Improve your chances of getting a Personal Loan
Check on your Credit Score
Your credit score is one of the important factors’ lenders consider when assessing your loan application. The credit score is a significant determinant that determines your credit worthiness and repayment capacity. Each lender in India has minimum credit score requirement that you must meet to qualify to get a loan. On the other hand, not ever lender requires a strong credit score. Even if you have a strong credit but if you don’t meet with the lenders other criteria your loan application is likely to get rejected. Therefore, it is important you check on your credit score and ask the lender the minimum requirement to get a loan. Also, remember, a high credit score helps you get a high loan amount at low interest rate, whereas a low cibil score is likely to get your loan application rejected or approved at a high rate of interest.
Check on the Income Requirement
Lenders in India have a minimum income requirement that you need to qualify to get your loan application approved. The income requirement may also vary from state to state. The income requirement for individuals residing in tier I and tier II cities may be high in comparison to tier III cities. If you don’t have the income to pay back your loan then the lender would outright reject your application on the said ground.
Cater to the Employment Requirement
A lender may require you to be employed with your current company for a few days or months to be able to qualify for a personal loan. Additionally, if your company is not listed with the lender then your loan application is likely to get rejected. Therefore, it is imperative that you check the minimum employment requirement and the listing of your company to get your loan approved.
Don’t Become a Loan Guarantor for Anyone
If your friends or family need you to become a guarantor for their loan approval, then avoid doing so as opting to do so can affect your loan application. Remember, if the borrower defaults on the loan, then the responsibility of the repayment lands on the shoulders of the guarantor, which can eventually affect your credit eligibility too.
Have a Low Debt to Income Ratio
Your debt to income ratio signifies the month debts you repay in accordance with the gross monthly income you get; it is a measure of your ability to repay the loan you plan to borrow. If you have a high debt to income ratio then your loan application stands to be rejected on the same ground. Therefore, it is best you repay your existing loans before applying for a fresh unsecured form of credit.
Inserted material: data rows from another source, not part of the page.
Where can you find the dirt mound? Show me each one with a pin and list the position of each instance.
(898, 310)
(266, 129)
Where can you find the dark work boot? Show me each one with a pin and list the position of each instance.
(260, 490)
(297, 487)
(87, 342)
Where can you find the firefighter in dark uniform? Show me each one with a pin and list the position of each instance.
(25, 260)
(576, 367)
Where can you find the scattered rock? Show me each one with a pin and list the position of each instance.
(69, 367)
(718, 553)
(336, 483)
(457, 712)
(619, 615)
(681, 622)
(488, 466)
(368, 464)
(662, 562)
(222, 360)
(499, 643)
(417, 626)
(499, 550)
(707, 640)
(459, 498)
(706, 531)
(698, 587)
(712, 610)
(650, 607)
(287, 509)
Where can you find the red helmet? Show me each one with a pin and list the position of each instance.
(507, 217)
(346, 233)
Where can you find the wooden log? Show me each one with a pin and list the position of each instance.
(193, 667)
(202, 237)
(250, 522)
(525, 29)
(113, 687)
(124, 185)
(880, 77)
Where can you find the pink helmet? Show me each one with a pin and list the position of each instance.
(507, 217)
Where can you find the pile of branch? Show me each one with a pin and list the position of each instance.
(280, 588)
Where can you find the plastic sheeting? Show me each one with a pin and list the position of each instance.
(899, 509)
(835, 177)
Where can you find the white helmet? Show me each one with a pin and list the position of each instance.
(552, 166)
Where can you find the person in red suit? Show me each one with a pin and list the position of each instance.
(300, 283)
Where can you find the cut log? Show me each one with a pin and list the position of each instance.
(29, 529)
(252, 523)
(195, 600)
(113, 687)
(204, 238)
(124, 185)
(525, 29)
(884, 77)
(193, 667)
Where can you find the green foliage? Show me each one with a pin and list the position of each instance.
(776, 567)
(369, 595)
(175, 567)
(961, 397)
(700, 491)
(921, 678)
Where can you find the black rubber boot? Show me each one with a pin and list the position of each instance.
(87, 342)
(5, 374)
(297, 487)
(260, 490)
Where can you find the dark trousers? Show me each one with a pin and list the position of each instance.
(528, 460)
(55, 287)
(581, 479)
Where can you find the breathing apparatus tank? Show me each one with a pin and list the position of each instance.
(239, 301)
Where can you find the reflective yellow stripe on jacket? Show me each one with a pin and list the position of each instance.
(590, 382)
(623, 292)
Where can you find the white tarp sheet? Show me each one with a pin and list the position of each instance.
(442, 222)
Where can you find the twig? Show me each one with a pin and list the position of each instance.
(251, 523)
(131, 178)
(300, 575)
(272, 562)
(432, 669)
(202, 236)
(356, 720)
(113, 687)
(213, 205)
Check Loan Eligibility Online
Before applying for a personal loan, it is advisable that you check your credit eligibility online using a personal loan eligibility calculator. The calculator helps you get an estimate of the loan amount you are eligible to get, thus preventing you from getting your application rejected.
Don’t make any Mistake in your Application
If you hide any facts from the lender then your loan application is likely to get rejected. Remember, lenders hire third party agencies to verify your employment, residence and income details. Any misrepresentation of facts can lead to rejection of your application. Even if you have a good credit score, then the lender can reject your application on the said ground.
Don’t frequently Switch Jobs
Lenders prefer to give loans to individuals having a stable job. For disbursing loan of high amount, lenders check your number of years of work experience and your current time period with the existing employer. Frequent job switches can have a negative impact on your loan application.